The shares have borne a persistent short position comprising roughly seven trading days to cover since early in 2Q 2013, and about $650 M in total size. According to NASDAQ short position reporting, this short has lost significant money - at best, has maybe neared breaking even if the whole position was quickly covered below $16 within minutes of the market open after the 3Q conference call. Given the speed and volume of the bounce, that cover event might actually have transpired.
As noted, Western Union revenues and volumes are growing faster than the economy, the space, and the competition, while Western Union clearly has all the pricing power to be had in the space. Its competitive domination is waxing, not waning. Also, Western Union is a domestic name with high exposure to a basket of emerging markets, which generally grow faster than developed markets.
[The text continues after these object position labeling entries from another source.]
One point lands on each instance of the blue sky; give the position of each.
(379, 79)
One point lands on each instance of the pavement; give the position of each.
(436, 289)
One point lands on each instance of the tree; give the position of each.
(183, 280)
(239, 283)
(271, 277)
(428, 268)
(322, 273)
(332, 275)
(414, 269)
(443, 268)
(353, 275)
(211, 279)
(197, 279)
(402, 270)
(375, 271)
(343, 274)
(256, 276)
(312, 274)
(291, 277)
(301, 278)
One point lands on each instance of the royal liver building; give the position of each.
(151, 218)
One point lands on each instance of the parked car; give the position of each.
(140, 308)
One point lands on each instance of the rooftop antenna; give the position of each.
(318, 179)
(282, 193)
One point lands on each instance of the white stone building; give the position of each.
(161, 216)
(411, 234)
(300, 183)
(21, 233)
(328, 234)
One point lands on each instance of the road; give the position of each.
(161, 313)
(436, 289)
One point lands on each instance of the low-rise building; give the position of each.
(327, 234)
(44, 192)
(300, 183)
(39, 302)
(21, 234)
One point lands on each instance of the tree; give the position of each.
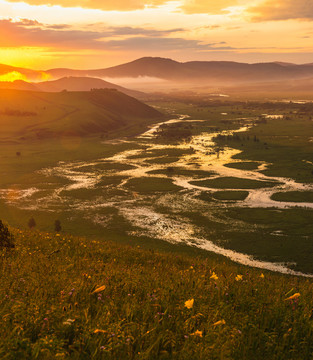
(57, 226)
(6, 238)
(31, 223)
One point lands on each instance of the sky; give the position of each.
(85, 34)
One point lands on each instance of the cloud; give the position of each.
(207, 6)
(119, 5)
(282, 10)
(33, 34)
(187, 6)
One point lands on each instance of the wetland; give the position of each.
(230, 178)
Comparing Western Union to MoneyGram and Xoom in terms of their valuation is futile, as the comparison is one among apples, bananas, and oranges. First, the investment decision is one whether to buy Western Union relative to other equities, not merely relative to its money-transfer peers. Second, the investor composition and perception profiles of the three companies differ radically. Western Union is held by the public, including institutions, as an ordinary company. MoneyGram is heavily owned by two institutional investors who are seeking exit, distorting its valuation. Xoom trades like a dot-com - its market capitalization is similar to MoneyGram, despite MoneyGram having 12X larger revenues. In my opinion, these factors render peer comps of limited value. However, as this article shows, making the comparisons shows that Western Union - the size, scale, pricing, profit, and lately even the growth leader - is significantly undervalued relative to both its weaker peers and the index.
As an investor, would stock in a company with these qualities interest you?
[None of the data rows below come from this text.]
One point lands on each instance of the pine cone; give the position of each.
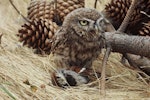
(44, 9)
(38, 34)
(116, 11)
(41, 9)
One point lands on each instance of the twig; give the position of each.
(57, 17)
(1, 37)
(108, 47)
(142, 12)
(95, 4)
(11, 2)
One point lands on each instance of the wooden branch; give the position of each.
(138, 45)
(1, 37)
(95, 4)
(126, 20)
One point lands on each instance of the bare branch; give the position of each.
(11, 2)
(1, 37)
(95, 4)
(142, 12)
(128, 16)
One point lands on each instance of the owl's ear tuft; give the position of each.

- Dominates the sector by 4X in revenue
- By far, the highest margins in the sector (safe, 20%+ margins)
- Roughly 70% of index PE
- Trades for about 1.5X revenue
- Market cap about 9X free cash flow
- Faster growth than the competition and the sector
- Industry-leading productivity, by far, per operating unit
- Bigger and faster-growing digital revenue than its web competitor
- Healthy balance sheet, abundant cash, copious cash generation
- Minimal fixed asset presence
- Transparent, tollbooth business
- Strong, trusted brand
- Dominant pricing power
- Management delivers in operations and for investors
- Truly global
Most good investments have some negatives - often, an investment's price becomes attractive because recently expressed negatives are overemphasized and distorted. Here, modestly higher compliance costs affect the entire industry. Fortunately, Western Union has the margins, scale, and scope to prosper through the new regulations.
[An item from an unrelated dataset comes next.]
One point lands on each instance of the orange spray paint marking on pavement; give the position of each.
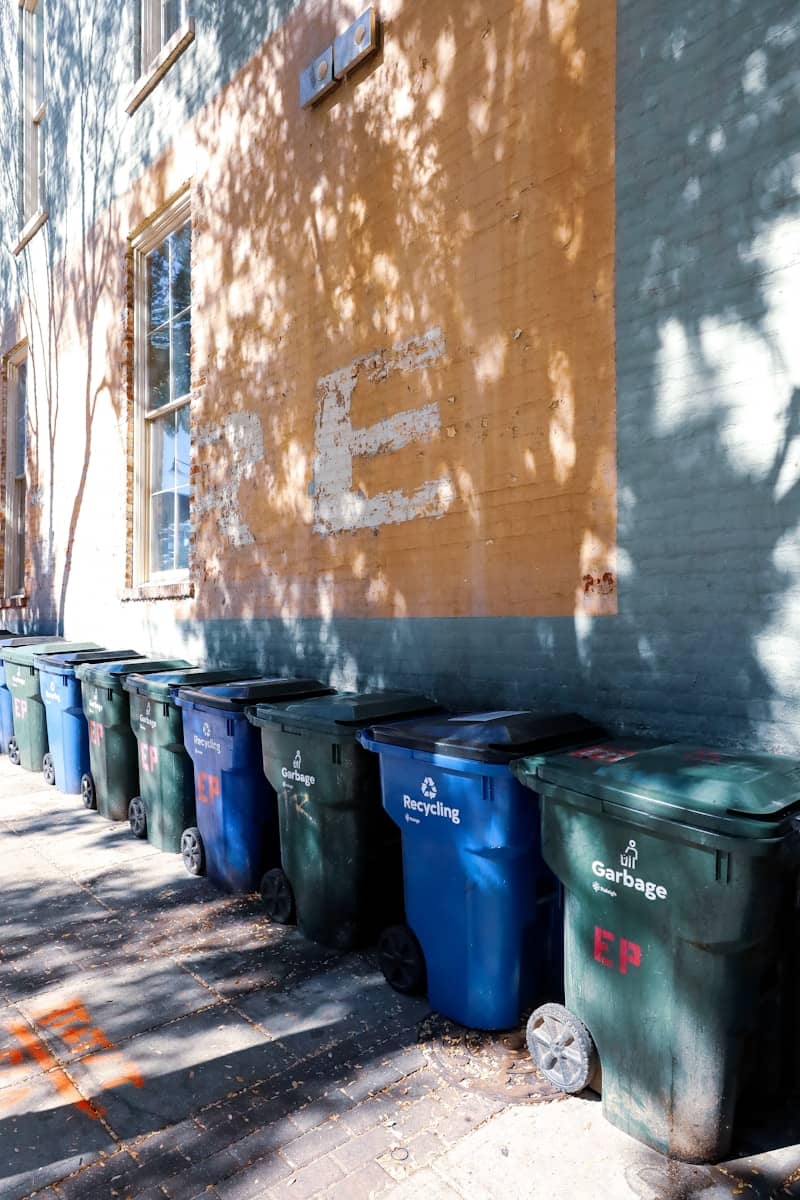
(36, 1049)
(72, 1024)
For this investor, after considering the full picture, focusing on facts, and dismissing rumors and distortions, the choice is clear. If you agree, consider adding Western Union to your portfolio.
Disclosure: I am long WU. I wrote this article myself, and it expresses my own opinions. I am not receiving compensation for it (other than from Seeking Alpha). I have no business relationship with any company whose stock is mentioned in this article.
Additional disclosure: I have no positions in any other stocks or tickers mentioned.